All I can say is go on and read about all the therapist in your area. Pick someone you like see them for a few sessions then ask about how they feel about drugs.

If they are positive about I would definitely micro dose without them knowing first then tell them that you did in your next session if all goes well stick with them.

It’s how I found mine!

Is our eyes perceiving reality through all our pre-conceived notions and filters even while sober “real life”?

What a dumb doctor, psychedelic thought is closer to comprehending “real life” and being objective and able to construct real thoughts, break negative habits/thought loops, critically think about things from other perspectives than any other mode of consciousnesss i’ve been in.

I agree with some of your points but psychedelics can lead those susceptible to believe things that are just logically absurd. Psychedelics and rational, analytical introspection are a powerful combo though. I wouldn’t be too quick to assume your comprehension of real life is necessarily better while tripping.

The fact that you think you know me is what makes your whole statement wrong.

My doctor is the only doctor that I’ve seen in 15+ years that has even cared about me in the slightest.

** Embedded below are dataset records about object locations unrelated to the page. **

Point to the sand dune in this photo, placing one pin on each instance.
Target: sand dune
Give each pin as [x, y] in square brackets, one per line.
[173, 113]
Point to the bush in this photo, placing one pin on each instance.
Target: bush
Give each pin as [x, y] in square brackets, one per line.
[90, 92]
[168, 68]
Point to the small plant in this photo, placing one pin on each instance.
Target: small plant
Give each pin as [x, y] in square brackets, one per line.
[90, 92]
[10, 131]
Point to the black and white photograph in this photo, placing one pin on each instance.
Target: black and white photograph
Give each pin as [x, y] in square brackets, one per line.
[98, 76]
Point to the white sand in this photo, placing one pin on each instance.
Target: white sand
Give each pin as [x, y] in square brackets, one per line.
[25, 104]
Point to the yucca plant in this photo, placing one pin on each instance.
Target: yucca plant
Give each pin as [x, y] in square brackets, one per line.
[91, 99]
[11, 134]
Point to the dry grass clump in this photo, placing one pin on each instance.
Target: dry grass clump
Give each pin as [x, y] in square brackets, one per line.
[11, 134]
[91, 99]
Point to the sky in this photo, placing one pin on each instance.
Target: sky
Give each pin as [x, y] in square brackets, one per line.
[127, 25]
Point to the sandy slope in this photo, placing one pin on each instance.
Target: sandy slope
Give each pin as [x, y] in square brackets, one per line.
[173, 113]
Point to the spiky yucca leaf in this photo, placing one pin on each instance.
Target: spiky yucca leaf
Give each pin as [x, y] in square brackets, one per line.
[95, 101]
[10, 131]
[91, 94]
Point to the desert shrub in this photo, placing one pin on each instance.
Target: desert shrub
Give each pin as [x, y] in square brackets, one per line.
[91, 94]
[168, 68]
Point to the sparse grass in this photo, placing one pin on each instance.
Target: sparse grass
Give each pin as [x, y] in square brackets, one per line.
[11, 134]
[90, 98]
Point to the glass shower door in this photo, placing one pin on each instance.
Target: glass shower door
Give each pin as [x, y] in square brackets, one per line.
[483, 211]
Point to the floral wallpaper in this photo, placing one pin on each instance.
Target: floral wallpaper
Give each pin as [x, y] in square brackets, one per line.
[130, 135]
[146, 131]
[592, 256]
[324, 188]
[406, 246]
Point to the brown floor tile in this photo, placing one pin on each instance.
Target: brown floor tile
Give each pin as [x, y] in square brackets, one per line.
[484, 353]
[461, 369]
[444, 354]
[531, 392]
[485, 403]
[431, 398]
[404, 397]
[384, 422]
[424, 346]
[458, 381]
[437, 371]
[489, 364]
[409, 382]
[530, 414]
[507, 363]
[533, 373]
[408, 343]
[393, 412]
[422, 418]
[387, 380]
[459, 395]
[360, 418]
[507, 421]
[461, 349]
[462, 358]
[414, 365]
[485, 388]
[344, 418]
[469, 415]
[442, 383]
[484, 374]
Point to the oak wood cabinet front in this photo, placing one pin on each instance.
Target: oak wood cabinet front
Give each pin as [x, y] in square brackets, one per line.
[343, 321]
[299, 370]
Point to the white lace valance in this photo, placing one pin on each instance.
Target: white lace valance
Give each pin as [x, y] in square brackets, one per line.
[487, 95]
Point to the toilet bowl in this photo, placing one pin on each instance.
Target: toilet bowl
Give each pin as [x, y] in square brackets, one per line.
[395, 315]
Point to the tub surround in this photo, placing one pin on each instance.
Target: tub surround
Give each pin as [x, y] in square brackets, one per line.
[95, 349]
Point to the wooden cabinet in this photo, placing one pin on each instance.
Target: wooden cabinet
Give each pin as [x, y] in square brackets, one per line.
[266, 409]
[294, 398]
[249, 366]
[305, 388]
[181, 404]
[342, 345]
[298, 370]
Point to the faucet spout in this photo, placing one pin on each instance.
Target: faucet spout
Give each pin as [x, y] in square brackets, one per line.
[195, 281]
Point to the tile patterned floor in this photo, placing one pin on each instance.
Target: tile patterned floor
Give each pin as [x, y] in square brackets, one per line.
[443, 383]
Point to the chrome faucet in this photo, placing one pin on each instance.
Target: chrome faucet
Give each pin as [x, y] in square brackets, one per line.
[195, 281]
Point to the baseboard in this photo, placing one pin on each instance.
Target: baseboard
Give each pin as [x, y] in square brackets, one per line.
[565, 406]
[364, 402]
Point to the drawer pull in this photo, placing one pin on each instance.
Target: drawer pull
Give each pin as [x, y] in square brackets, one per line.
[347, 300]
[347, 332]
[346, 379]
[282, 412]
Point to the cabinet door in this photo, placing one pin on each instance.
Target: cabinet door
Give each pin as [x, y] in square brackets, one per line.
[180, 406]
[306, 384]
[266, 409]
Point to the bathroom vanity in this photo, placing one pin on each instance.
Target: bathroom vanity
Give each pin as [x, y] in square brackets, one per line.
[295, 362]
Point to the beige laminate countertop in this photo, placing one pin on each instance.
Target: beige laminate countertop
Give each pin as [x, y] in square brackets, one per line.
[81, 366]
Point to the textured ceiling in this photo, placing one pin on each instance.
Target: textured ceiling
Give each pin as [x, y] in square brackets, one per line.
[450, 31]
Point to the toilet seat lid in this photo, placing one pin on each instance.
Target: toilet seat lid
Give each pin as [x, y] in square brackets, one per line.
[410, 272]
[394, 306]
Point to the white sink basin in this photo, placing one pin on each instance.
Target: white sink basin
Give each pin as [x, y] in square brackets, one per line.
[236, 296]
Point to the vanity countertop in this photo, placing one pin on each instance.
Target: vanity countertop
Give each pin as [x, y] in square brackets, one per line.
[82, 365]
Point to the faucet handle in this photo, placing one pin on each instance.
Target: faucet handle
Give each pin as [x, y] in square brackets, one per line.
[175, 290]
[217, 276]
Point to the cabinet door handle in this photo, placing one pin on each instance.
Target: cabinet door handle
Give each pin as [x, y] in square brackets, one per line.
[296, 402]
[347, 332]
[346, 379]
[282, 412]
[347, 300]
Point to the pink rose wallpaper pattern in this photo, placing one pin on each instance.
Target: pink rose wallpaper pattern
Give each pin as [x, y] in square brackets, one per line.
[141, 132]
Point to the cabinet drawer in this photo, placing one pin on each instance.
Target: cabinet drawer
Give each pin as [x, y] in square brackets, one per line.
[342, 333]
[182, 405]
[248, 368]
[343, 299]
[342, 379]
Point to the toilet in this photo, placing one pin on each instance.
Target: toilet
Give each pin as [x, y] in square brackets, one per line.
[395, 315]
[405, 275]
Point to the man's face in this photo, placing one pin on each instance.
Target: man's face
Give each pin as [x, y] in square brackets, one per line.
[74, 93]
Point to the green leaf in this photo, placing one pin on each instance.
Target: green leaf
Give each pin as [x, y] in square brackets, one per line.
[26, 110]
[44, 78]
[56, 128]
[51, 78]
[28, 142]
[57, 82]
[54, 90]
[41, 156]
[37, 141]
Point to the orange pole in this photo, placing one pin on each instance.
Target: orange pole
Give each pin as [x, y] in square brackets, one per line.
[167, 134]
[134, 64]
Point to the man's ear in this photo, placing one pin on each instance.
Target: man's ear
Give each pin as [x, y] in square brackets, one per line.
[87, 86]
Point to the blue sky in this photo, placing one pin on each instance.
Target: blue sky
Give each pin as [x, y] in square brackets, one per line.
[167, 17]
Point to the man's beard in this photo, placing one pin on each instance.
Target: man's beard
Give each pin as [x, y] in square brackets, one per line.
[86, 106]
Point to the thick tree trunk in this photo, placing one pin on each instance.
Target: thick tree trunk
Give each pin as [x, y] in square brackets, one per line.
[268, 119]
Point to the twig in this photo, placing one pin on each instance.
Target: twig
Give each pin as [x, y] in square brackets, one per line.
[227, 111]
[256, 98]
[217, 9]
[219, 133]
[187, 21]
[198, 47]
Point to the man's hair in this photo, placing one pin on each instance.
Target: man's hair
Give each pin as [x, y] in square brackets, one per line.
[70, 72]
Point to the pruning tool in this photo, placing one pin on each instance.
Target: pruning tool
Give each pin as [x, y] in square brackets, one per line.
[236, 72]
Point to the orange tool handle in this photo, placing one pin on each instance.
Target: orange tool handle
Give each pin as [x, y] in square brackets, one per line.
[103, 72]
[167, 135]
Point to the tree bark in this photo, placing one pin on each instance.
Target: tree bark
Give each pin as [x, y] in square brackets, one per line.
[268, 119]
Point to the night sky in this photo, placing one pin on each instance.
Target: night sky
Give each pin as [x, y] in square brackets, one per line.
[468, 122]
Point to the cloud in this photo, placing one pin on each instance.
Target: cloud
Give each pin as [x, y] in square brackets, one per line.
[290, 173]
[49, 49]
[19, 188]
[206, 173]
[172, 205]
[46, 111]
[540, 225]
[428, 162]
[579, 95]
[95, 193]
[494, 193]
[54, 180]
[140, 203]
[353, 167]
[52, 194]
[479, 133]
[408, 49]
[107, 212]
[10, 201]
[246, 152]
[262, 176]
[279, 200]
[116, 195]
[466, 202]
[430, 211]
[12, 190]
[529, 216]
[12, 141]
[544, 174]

I would be MICRO DOSING with 5mg what fucking liabilities are you talking about lol? I also wouldn’t be taking them every single sessions of even bi weekly. I would be taking them when I know I’m going to have trouble talking.

You have no idea what I go through on a daily basis.

I’m married to a wonderful man that comes to all my sessions and drives me.

Get the fuck out of here because you have no idea what you’re talking it

I’ve been there. Convince yourself all you want. Microdosing. Kid your self on all you want. But if your seeing a psychologist. You should perhaps stop taking drugs. I couldn’t do it but, small doses turb into large doses. If you don’t have a problem then just lay off them for 6 months. That’s how you find out if you are an addict or not.

Most RC tryptamines are hardly mystery drugs, the most popular ones have a decent history of human use, are closely related to chems with fantastic safety profiles, and quite a few even have studies showing their binding affinities and such. 4 aco dmt and 1p lsd are both very very likely prodrugs for incredibly well studied and safe chemicals.

While one should always proceed with caution, and while there are certainly exceptions, by and large novel tryptamines and lysergamides are very safe. Not all RCs are created equally, and the majority of very real dangers associated with the RC cathinones (for example) do not apply to these psychedelics.

So, while technically 4-ACO-DMT is relatively new, psilocin (4-HO-DMT) is not, and the physiological safety profile has been way established.

The acetylation of compounds/ drugs is well established. ALD-52 and heroin being examples. The ability to bypass first pass metabolism through injection, because of its increased solubility in lipids, is the only pharmacological change.

The OP’s therapist has done extensive reading on the subject matter and is probably aware of any potential hazards concerning micro dosing psychedelics.

Akso, when you quote someone, you should actually quote someone.

That is kind of the point, its a psilo pro drug, metabolizes into psilo, any research done on mushrooms would be equal in many ways to what 4-aco-dmt would be if there were more research. 4-aco would be what pharmacists would supply if Psilocybin mushrooms was ever prescribed for anything in the future. 4-aco imo is mushrooms without the food poisoning and gastric distress some get. Its a cleaner Psilocybin mushroom trip.